Depuis le début de la guerre en Ukraine, le 24 février, les Européens savent qu’ils n’auront plus accès – avant longtemps – à l’énergie bon marché que leur a fournie pendant des années la Russie, et qu’ils pourraient même venir à manquer de gaz. Au fil des semaines, ils oscillent entre la crainte du rationnement et celle de voir les prix s’envoler à des niveaux stratosphériques.
Jusqu’à cet été, les Vingt-Sept ont eu pour obsession de faire des réserves de gaz, quitte à le payer très cher, afin de permettre à leurs pays de passer l’hiver 2022-2023 sans gaz russe. L’Allemagne, dont la puissante industrie était hautement dépendante de cet hydrocarbure, a ramassé cet été tout ce qui pouvait l’être sur les marchés, faisant s’envoler les cours pour ses partenaires européens.
Dès lors, dans certaines capitales, l’inflation du mégawattheure est devenue la première préoccupation. Mardi 13 décembre, les ministres de l’énergie des Vingt-Sept devaient une nouvelle fois discuter plafonnement du prix du gaz. A contrecœur, la Commission européenne a fini par leur proposer un mécanisme qui, en réalité, est calibré pour ne pas être utilisé… Les débats s’annoncent houleux et il n’est pas acquis qu’ils débouchent sur un compromis. Le 15 décembre, les chefs d’Etat et de gouvernement européens, qui doivent se retrouver à Bruxelles, pourraient donc également s’en saisir.
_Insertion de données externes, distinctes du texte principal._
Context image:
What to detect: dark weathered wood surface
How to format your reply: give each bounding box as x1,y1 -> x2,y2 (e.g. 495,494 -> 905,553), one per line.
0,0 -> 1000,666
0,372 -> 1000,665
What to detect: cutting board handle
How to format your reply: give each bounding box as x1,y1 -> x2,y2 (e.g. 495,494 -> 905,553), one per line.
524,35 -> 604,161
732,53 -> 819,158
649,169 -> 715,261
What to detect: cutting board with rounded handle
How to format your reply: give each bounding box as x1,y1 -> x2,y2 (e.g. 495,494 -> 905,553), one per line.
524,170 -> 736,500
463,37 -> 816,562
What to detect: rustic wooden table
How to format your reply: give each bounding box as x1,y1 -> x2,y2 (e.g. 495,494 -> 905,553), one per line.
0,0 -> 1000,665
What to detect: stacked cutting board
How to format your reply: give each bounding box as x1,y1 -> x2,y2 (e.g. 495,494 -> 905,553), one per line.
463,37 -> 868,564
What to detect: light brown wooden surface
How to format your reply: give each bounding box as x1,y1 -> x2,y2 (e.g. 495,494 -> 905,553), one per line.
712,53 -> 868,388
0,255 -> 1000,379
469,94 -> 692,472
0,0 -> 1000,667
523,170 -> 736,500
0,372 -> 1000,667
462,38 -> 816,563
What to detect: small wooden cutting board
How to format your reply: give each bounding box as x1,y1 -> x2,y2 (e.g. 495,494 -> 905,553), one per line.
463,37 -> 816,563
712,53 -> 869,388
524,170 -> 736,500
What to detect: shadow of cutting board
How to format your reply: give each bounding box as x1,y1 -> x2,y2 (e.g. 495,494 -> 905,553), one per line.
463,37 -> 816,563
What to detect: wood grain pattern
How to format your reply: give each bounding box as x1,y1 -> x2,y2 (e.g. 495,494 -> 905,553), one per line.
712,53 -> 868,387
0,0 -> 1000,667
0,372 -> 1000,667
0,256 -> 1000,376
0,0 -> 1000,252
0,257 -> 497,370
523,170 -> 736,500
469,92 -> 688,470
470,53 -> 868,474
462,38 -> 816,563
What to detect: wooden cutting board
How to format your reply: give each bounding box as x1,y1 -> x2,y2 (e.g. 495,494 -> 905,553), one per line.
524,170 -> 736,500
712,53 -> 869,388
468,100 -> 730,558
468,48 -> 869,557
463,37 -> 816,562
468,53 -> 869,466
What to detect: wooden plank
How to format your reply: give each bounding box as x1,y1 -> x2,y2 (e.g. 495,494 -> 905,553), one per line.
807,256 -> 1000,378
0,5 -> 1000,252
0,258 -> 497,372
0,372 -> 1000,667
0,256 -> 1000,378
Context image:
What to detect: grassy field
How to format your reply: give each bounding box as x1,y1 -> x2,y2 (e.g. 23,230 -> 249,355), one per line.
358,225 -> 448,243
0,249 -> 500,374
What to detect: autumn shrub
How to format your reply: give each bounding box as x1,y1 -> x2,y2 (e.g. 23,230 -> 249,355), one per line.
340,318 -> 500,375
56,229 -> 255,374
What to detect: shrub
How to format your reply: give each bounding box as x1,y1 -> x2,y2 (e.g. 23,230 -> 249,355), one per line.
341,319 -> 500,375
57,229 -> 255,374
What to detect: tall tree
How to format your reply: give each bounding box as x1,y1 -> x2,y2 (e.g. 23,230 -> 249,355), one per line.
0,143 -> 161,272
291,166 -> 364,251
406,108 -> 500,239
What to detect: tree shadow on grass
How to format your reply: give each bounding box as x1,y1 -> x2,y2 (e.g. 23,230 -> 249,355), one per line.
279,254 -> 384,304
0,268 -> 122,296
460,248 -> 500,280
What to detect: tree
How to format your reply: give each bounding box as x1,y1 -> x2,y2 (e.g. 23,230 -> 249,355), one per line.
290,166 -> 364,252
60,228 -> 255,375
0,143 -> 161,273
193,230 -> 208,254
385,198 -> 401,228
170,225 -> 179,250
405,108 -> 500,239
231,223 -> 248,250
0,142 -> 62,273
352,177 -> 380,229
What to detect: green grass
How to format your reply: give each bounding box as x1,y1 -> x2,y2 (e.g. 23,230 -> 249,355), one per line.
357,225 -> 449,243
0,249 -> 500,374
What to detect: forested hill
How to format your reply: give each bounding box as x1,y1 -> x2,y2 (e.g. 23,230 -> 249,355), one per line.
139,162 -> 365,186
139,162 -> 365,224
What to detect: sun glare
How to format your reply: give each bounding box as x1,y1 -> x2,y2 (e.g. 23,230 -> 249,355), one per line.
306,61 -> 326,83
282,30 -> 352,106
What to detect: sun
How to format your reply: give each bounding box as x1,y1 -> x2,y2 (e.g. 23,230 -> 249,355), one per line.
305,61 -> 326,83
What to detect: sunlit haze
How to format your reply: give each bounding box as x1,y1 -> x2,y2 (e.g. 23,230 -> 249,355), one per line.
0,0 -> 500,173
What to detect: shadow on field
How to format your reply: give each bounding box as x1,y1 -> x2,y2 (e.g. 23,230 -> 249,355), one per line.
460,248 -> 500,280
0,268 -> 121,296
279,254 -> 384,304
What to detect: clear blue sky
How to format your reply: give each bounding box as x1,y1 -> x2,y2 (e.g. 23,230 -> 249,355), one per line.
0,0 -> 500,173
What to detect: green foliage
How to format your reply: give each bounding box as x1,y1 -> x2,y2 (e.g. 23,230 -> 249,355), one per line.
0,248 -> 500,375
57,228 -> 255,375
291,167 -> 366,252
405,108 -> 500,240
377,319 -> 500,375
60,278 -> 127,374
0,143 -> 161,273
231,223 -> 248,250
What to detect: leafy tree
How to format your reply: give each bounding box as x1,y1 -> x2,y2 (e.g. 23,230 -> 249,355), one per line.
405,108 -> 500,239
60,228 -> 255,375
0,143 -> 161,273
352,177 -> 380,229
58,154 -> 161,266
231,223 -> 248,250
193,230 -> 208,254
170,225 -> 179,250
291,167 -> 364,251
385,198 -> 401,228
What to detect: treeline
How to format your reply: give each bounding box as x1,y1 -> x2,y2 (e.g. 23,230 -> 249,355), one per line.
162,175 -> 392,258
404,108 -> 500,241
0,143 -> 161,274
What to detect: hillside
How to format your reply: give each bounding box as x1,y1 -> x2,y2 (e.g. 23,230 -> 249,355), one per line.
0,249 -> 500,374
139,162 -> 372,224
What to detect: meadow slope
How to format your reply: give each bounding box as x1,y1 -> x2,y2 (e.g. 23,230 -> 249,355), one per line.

Partisans du laisser-faire
D’un côté, les partisans du laisser-faire, emmenés par l’Allemagne, redoutent qu’un plafonnement des prix fasse fuir les fournisseurs de gaz et/ou rebondir la consommation. « S’il n’y a plus de gaz, on s’en fiche qu’il soit bon marché », ironise un diplomate européen. « Intervenir sur le marché du gaz, c’est quelque chose qui n’a jamais été fait », s’inquiète un autre. « La conception actuelle du mécanisme proposé peut, dans certaines circonstances, compromettre la stabilité financière dans la zone euro », a averti la Banque centrale européenne, le 8 décembre.
Dans l’autre camp, plusieurs pays, dont l’Italie, qui n’ont pas les moyens budgétaires de Berlin pour soutenir le pouvoir d’achat des ménages et la compétitivité des entreprises, craignent les conséquences économiques et sociales d’une inflation galopante. Mais ils savent aussi qu’ils ne peuvent pas prendre le risque que l’Allemagne vienne à manquer de gaz, tant leurs économies sont interdépendantes.
Le 24 novembre, les Vingt-Sept sont parvenus à un accord politique sur plusieurs textes qui, une fois en vigueur, pourraient également limiter les envolées excessives des prix mais les partisans d’un plafonnement du prix du gaz digne de ce nom refusent de les inscrire dans le marbre tant qu’ils n’auront pas obtenu partiellement gain de cause. Ainsi la proposition législative qui a pour objet d’accélérer la délivrance de permis pour les projets de fermes éoliennes et autres installations photovoltaïques, et donc la montée en puissance des renouvelables, n’a pas été adoptée. Pas plus que le texte – finalisé lui aussi – qui organise les achats en commun de gaz par les Européens ainsi que la solidarité entre les Vingt-Sept au cas où l’un d’entre eux viendrait à manquer de gaz.